Optimal Data Driven Resource Allocation under Multi-Armed Bandit Observations
Apostolos N. Burnetas, Odysseas Kanavetas, Michael N. Katehakis
TL;DR
This work tackles constrained multi-armed bandits where activations consume multiple resources that replenish at a constant rate, enforcing feasibility at every period. It derives an asymptotic lower bound on regret for uniformly fast policies and constructs block-based UCB policies that achieve this bound, including explicit forms for Normal (unknown means and possibly unknown variances) and finite-support discrete rewards. The proposed Z-UCB framework interleaves initial sampling with block LP-based exploration-exploitation, ensuring feasibility while asymptotically matching the theoretical lower limit.

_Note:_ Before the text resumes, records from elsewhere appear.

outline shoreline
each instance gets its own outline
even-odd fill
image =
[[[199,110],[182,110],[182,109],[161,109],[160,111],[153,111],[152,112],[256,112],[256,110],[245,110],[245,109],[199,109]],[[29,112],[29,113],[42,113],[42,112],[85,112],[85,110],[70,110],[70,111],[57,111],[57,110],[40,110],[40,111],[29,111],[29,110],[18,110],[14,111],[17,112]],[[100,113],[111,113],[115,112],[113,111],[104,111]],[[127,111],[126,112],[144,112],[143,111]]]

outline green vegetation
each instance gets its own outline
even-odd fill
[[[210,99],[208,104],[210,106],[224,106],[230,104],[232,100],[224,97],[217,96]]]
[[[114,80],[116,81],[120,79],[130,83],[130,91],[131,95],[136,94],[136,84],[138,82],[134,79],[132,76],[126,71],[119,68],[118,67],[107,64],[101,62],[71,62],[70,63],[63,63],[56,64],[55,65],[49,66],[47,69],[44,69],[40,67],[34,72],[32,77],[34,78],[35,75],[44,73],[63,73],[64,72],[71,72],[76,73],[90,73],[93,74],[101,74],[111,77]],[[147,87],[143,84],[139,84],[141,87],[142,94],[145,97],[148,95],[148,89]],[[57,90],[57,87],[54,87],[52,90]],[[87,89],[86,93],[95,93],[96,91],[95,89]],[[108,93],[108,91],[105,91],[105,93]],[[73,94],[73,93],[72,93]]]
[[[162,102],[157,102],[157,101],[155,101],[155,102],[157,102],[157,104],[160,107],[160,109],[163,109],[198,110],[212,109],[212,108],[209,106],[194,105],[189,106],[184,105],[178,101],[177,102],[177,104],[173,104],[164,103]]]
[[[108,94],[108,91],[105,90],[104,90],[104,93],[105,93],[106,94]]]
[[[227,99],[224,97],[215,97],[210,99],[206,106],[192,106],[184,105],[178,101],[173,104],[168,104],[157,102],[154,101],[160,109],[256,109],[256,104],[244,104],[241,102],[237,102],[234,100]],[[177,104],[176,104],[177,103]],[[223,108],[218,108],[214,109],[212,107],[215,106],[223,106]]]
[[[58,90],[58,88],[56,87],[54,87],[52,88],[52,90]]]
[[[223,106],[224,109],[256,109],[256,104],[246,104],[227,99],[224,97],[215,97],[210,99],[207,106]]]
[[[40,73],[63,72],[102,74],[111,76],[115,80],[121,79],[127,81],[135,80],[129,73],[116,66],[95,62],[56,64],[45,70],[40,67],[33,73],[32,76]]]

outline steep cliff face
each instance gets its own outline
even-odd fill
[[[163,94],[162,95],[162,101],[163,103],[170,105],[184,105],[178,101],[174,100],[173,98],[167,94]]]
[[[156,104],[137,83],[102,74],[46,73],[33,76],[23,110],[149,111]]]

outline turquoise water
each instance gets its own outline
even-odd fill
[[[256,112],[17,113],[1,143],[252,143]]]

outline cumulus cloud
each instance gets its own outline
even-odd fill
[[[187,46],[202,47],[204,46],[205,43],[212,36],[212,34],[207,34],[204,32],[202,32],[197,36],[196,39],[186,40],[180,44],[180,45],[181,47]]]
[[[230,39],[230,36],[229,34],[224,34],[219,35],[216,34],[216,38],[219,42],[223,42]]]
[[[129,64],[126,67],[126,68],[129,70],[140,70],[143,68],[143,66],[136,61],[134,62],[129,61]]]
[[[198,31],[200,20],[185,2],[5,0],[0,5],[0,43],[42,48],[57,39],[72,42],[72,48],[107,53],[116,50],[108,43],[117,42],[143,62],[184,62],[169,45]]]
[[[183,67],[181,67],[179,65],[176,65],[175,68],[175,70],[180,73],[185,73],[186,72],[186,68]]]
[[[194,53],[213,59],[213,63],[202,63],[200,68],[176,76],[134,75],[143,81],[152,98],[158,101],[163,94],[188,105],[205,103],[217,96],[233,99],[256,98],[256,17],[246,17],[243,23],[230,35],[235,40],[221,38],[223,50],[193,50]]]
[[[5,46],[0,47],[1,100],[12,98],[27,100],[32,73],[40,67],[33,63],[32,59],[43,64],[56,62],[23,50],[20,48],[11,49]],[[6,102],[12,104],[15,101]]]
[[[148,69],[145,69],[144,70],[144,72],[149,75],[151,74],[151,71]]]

The results advance constrained sequential decision-making with practical implications for online revenue management and targeted advertising, by delivering provably optimal strategies under different distributional assumptions.
Abstract
This paper introduces the first asymptotically optimal strategy for a multi armed bandit (MAB) model under side constraints. The side constraints model situations in which bandit activations are limited by the availability of certain resources that are replenished at a constant rate. The main result involves the derivation of an asymptotic lower bound for the regret of feasible uniformly fast policies and the construction of policies that achieve this lower bound, under pertinent conditions. Further, we provide the explicit form of such policies for the case in which the unknown distributions are Normal with unknown means and known variances, for the case of Normal distributions with unknown means and unknown variances and for the case of arbitrary discrete distributions with finite support.